Your message is all about state action (thats what it would mean for your home jurisdiction to prosecute youl). But the discussion is about civil matters where your comments might make more sense but civil jurisdictional jurisprudence is complicated enough I can’t yet clearly express the distinctions between the tort enforcement cases you are likely thinking of and the mechanisms described here.

Side note: Judgements are not really the issue yet. As of right now, any suit would fail as unconstitutional. But if that stands, such a claim of unconstitutionality would be an affirmative defense, not a basis for a motion to dismiss, and that might be the case every time because of the way the law is written and the way the court ruled to not issue an injunction. The financial issues are the ruinous cost of defending against civil lawsuits generally and all the ways the law encourages swamping individuals with bad faith or low effort cases.

Stephen F Roberts (profile) says:

This is trouble waiting to happen

You don’t even need credible evidence to sue since there is little penalty for filing a claim. The law seems written to encourage abuse.

Don’t like your neighbor? "Well, I saw him in a car with a woman, he might have been talking to her about getting an abortion or taking her to get an abortion, I wasn’t sure, so I sued"

You might not even need to do anything else like show up for court.

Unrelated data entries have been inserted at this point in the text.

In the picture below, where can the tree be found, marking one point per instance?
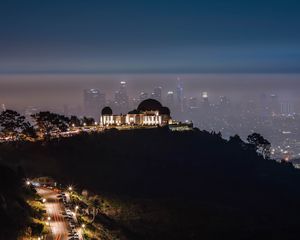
(28, 130)
(49, 123)
(260, 144)
(95, 203)
(12, 123)
(236, 140)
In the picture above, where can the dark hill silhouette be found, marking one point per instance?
(200, 186)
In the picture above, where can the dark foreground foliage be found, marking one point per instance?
(189, 185)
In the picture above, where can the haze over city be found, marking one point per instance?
(149, 119)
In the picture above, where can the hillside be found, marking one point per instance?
(173, 185)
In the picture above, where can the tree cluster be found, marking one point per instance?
(14, 126)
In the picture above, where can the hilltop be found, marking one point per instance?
(173, 185)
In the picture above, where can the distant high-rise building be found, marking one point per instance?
(286, 108)
(205, 101)
(94, 101)
(274, 104)
(143, 96)
(193, 102)
(121, 97)
(170, 99)
(156, 94)
(179, 95)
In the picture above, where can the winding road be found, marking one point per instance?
(58, 224)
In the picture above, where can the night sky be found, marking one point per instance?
(61, 36)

If you are lucky, the victim doesn’t show up and maybe you get a default judgement against them and get a windfall. If nothing else, you make them waste their time showing up for court to avoid that default judgement.

sumgai (profile) says:

Two more questions for the pot:

1) What if a woman has an abortion in another state, just a week before a previously planned move to Texas? Like as in she has already set up a household with all the trimmings that are required by law to be a resident of that state. Makes one wonder….

1a) And further to that, how do you stop the crazies who willfully fail to recognize that the law is not retroactive, and keep chanting "10,000 bucks", "10,000 bucks", "10,000 bucks"….?

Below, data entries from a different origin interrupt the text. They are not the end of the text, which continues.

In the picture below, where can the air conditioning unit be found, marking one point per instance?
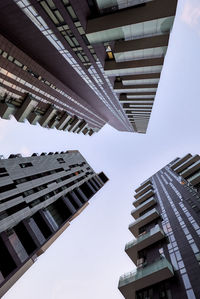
(140, 262)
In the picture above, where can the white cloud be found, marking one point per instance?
(191, 14)
(25, 151)
(3, 129)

2) What about military women/spouses stationed in Texas? If they’re on-base, does Texas really expect this law to have full force and effect in the same manner, as if the US Military is subject to local laws of this nature?

2a) See 1a) above, vis-a-vis the crazies not understanding that the US Military trumps State law for on-base activities. I foresee a lot of damaged egos seeking private revenge when they’re told "kiss that 10 grand goodbye, it ain’t gonna happen"….

This is got to be the Mother Of All Cluster-Fucks!